Pendant la «morte saison», l’Avent, Noël et le Carême sont autant de moments qui reflètent l’ordre social et religieux. Mais le Nouvel An, le Carnaval et au-delà le 1er mai laissent aussi place au désordre social avec notamment les parodies, déguisements, et charivaris. Certes ces fêtes sont l’héritage de manifestations pré-chrétiennes, fort souvent investies par l’Église. Elles ont gardé le reflet d’une forme de pensée profane dans laquelle on honorait le végétal. La protection de l’année nouvelle sera placée sous le signe du Gui. «Il faut accrocher le Gui après la porte. On passe dessous en disant “Au Gui l’an neuf! ” Ça porte bonheur. Le premier garçon qui passait dessous choisissait quelle fille il allait embrasser. » Cette pratique s’intégrait dans un rituel de socialisation. «Le premier janvier, on allait souhaiter la Bonne année. Mais, il ne fallait jamais qu’une fille rentre dans la maison la première. Ça portait malheur. Les hommes devaient arriver dans les maisons pour souhaiter la Bonne année, lorsque les jeunes filles étaient encore au lit, vers 5 heures du matin. Mais, il y a des mères qui ne voulaient pas laisser rentrer les garçons! Quand ils rentraient dans les maisons, ils allaient souhaiter la Bonne année aux filles qui étaient dans leur lit. Elles étaient vêtues d’un jupon, d’une chemise et d’une culotte longue. Les garçons leur donnaient la fessée, jusqu’à temps que les fesses rougissent, en chantant “Graine mon Blé, Graine mon Blé, Graine mon Blé”. Les vieux chantaient aussi! Ensuite, on buvait la goutte. On allait dans toutes les maisons.
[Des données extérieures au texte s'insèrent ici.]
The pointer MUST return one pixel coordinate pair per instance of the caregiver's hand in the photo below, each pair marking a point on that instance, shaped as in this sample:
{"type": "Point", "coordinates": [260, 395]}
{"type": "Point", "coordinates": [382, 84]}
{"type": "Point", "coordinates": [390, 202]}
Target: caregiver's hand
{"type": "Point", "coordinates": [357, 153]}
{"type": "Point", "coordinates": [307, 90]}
Quand le village était grand, comme à Dun-les-Places, la Bonne année se souhaitait toute la journée. On était un peu saoul! »
Ailleurs, cependant, selon certains informateurs, «il ne faut surtout pas mettre de Gui dans la maison, ça porte malheur». Cette inversion des croyances et du statut de la plante souligne les oppositions avec lesquelles joue la pensée populaire.
Parfois le Houx se substitue au Gui. «On accrochait un bouquet de Houx après la maison, quand il était en fleurs (fruits). On le mettait au jour de l’An, ça portait bonheur. » Après usage, tout comme le Buis, le Houx fait l’objet d’une attention toute particulière. «Quand le Houx était vieux, que les fruits séchaient, il fallait le jeter dans le poêle, le brûler et surtout pas le jeter dehors. »

Faire tourner le Buis
Le jour du Carnaval, il est coutume de «faire tourner le Buis», pratique divinatoire. «On allait cueillir le Buis vert le jour de Carnaval... On faisait tourner le Buis, on mettait les feuilles de Buis sur la plaque du poêle, une par une. Il fallait faire un vœu et si la feuille tournait, c’était signe de réussite. » Ce rituel participait du cycle de Carnaval et ses corollaires. «Souvent on tuait un cochon, au moment du Carnaval. La maîtresse de maison, en jetant le dernier bouillon, criait “Sarpent, sarpent, vaten, V’la Carêm’entrant”. » Le Carêm’entrant ou le Car’m’entrant désigne la période des trois jours qui se termine avec le Mardi Gras, et précède le mercredi des Cendres (début du Carême). «On allumait les feux, le jour des Brandons, le dimanche après le Carnaval, le Feu aux Brandons!... » Lors de ces feux de bordes étaient brûlés les végétaux issus des travaux de pléchis. Ces feux passaient pour protéger le villages des incendies pendant l’année.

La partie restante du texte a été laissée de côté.